Nel caso di imprese fino a 15 dipendenti, manca un’espressa previsione normativa, ma la giurisprudenza applica la tutela risarcitoria, come visto per le imprese di dimensioni maggiori.
Per quanto riguarda invece i lavoratori assunti dopo il 7 marzo 2015, ai quali si applica il D. Lgs. 23/2015, per le imprese fino a 15 dipendenti è prevista un’indennità risarcitoria pari a 0,5 mensilità per ogni anno di servizio e fino ad un massimo di 6 mensilità, mentre per le imprese con più di 15 dipendenti è prevista un indennità risarcitoria di importo pari ad una mensilità per ogni anno di servizio (minimo 2 mensilità, massimo 12 mensilità).

I costi per ricorrere al giudice dipenderanno dalla complessità, della durata della causa e dell’importo da riscuotere da parte del datore di lavoro (il valore della causa). Mediamente, il costo oscilla fra i 3 mila e 7 mila euro.
Oltre al compenso del legale, è necessario pagare anche il contributo unificato, ossia la tassa prevista per i giudizi civili che non è dovuta solo ove il lavoratore sia titolare di un reddito imponibile ai fini Irpef, risultante dall’ultima dichiarazione, inferiore a 34.107,72 euro (ossia pari al triplo dell’importo previsto per l’ammissione al patrocinio a spese dello Stato). Il contributo unificato varia anch’esso in funzione del valore della controversia da un minimo di 21 euro ad un massimo di 843 euro.
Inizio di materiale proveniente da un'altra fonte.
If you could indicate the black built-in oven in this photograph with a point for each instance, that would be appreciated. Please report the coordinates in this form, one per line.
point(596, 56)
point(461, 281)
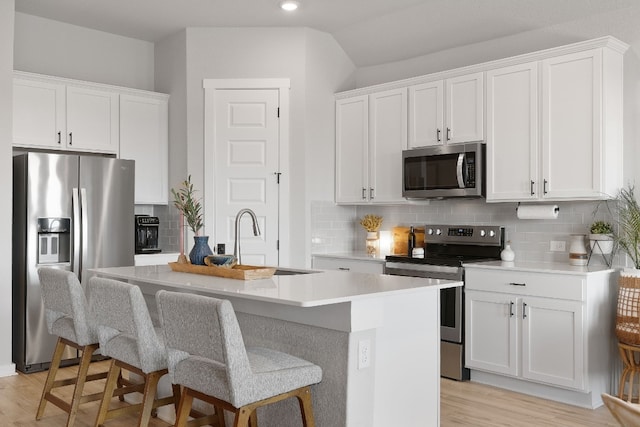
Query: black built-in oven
point(447, 247)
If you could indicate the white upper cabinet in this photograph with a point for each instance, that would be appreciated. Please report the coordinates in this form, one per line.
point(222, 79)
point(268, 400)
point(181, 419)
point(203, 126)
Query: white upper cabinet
point(371, 132)
point(447, 111)
point(576, 155)
point(39, 118)
point(553, 119)
point(352, 141)
point(92, 120)
point(426, 114)
point(512, 133)
point(51, 113)
point(387, 139)
point(554, 127)
point(465, 108)
point(144, 138)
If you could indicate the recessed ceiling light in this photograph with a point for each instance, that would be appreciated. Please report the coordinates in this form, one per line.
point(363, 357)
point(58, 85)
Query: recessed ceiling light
point(289, 5)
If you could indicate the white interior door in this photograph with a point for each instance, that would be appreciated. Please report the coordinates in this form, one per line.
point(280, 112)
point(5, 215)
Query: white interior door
point(246, 175)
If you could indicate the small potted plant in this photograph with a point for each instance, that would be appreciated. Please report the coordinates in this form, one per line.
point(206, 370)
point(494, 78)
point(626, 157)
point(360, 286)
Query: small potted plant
point(601, 237)
point(371, 224)
point(190, 207)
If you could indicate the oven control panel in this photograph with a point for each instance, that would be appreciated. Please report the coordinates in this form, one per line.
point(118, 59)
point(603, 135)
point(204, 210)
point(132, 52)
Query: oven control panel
point(474, 235)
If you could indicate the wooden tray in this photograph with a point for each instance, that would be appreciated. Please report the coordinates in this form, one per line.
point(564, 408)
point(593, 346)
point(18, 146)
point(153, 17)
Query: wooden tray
point(239, 272)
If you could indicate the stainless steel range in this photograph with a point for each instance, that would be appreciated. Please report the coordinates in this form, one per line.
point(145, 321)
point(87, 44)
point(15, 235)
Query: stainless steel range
point(446, 249)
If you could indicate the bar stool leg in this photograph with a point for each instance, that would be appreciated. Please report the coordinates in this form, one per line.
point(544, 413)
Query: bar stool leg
point(83, 369)
point(51, 376)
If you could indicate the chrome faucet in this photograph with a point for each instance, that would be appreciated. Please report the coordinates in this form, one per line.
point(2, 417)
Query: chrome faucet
point(256, 231)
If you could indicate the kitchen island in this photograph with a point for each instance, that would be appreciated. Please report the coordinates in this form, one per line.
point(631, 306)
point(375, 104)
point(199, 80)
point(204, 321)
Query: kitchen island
point(376, 337)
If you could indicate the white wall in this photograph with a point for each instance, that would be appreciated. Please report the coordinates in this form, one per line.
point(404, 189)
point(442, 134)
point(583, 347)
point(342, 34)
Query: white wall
point(6, 113)
point(54, 48)
point(171, 78)
point(622, 24)
point(218, 53)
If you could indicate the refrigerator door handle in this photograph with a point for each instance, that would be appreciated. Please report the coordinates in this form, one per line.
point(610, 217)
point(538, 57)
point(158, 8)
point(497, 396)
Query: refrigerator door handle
point(85, 227)
point(75, 262)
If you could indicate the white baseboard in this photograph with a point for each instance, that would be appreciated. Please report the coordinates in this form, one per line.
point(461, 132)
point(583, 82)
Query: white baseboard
point(8, 370)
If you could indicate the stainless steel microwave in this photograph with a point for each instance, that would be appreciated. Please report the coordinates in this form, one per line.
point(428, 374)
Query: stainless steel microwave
point(444, 171)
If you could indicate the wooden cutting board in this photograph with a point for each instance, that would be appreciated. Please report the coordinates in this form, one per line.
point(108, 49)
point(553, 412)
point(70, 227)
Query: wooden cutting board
point(400, 236)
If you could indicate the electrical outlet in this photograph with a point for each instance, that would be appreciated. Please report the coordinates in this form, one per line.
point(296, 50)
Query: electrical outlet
point(364, 354)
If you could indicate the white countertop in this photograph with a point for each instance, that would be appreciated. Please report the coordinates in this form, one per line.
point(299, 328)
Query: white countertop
point(540, 267)
point(303, 290)
point(359, 256)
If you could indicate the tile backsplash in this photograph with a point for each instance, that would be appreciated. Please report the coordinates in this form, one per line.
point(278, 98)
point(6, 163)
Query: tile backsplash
point(337, 229)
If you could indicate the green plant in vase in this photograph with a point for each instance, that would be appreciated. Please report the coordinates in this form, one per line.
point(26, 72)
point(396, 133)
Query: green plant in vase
point(627, 236)
point(190, 208)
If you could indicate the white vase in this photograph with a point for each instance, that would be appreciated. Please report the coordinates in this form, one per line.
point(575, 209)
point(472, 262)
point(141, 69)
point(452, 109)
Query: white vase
point(507, 254)
point(373, 244)
point(577, 250)
point(601, 243)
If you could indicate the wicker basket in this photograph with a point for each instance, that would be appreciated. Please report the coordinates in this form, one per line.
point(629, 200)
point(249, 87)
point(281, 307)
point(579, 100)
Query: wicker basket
point(627, 312)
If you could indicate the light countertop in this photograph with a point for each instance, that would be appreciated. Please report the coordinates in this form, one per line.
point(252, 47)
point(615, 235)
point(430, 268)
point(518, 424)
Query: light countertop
point(302, 290)
point(358, 256)
point(540, 267)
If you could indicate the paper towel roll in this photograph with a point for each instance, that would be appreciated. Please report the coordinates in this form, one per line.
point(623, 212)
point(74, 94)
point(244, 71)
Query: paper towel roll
point(538, 211)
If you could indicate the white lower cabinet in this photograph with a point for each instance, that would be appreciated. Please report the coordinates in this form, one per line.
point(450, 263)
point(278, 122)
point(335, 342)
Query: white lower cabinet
point(535, 338)
point(375, 266)
point(546, 328)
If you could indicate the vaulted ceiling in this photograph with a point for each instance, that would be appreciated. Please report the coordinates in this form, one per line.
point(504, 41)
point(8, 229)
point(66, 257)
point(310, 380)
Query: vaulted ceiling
point(370, 31)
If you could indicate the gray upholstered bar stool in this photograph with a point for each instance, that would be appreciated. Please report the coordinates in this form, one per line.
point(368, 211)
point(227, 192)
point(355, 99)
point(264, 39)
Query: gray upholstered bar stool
point(207, 356)
point(66, 312)
point(128, 336)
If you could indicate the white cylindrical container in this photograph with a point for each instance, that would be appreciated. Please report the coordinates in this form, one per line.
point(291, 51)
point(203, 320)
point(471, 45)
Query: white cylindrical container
point(577, 250)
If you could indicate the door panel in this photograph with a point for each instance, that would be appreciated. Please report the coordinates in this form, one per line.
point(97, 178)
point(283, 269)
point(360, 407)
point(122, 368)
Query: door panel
point(246, 162)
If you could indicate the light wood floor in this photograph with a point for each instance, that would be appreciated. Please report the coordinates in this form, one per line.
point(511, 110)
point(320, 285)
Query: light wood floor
point(462, 404)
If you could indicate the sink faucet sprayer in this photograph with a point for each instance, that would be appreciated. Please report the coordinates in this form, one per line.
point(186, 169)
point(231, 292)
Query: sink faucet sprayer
point(256, 231)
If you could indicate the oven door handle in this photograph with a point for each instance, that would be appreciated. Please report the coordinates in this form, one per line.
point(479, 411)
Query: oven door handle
point(423, 270)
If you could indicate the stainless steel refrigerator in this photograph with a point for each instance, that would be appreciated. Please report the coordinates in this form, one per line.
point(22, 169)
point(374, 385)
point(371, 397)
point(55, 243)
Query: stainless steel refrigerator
point(71, 212)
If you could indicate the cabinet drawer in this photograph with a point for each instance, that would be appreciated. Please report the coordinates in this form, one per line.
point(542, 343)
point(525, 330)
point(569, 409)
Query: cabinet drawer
point(358, 266)
point(561, 286)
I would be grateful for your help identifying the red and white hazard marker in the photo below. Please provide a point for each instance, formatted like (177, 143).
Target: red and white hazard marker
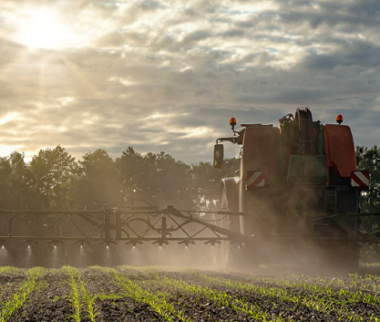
(255, 179)
(360, 179)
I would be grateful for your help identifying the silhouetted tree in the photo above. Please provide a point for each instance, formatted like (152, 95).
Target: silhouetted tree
(15, 177)
(52, 178)
(156, 178)
(97, 181)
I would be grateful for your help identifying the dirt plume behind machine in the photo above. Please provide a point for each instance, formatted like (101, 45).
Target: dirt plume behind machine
(299, 185)
(295, 199)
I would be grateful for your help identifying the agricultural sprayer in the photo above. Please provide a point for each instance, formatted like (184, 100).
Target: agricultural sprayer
(295, 194)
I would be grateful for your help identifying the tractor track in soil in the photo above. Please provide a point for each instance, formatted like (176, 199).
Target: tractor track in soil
(49, 301)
Per quanto riguarda la nota in calce all’art. 7 della legge 300 del 1970, essa riporta semplicemente una decisione della Corte Costituzionale che ha dichiarato incostituzionale il primo comma in quanto inapplicabile ai licenziamenti disciplinari. Infatti, prima di tale pronuncia le garanzie dell’art. 7 si applicavano soltanto alle sanzioni disciplinari, tra le quali non erano inclusi i licenziamenti. Pertanto, l’articolo non è stato abrogato, ma è da intendersi applicabile anche ai licenziamenti.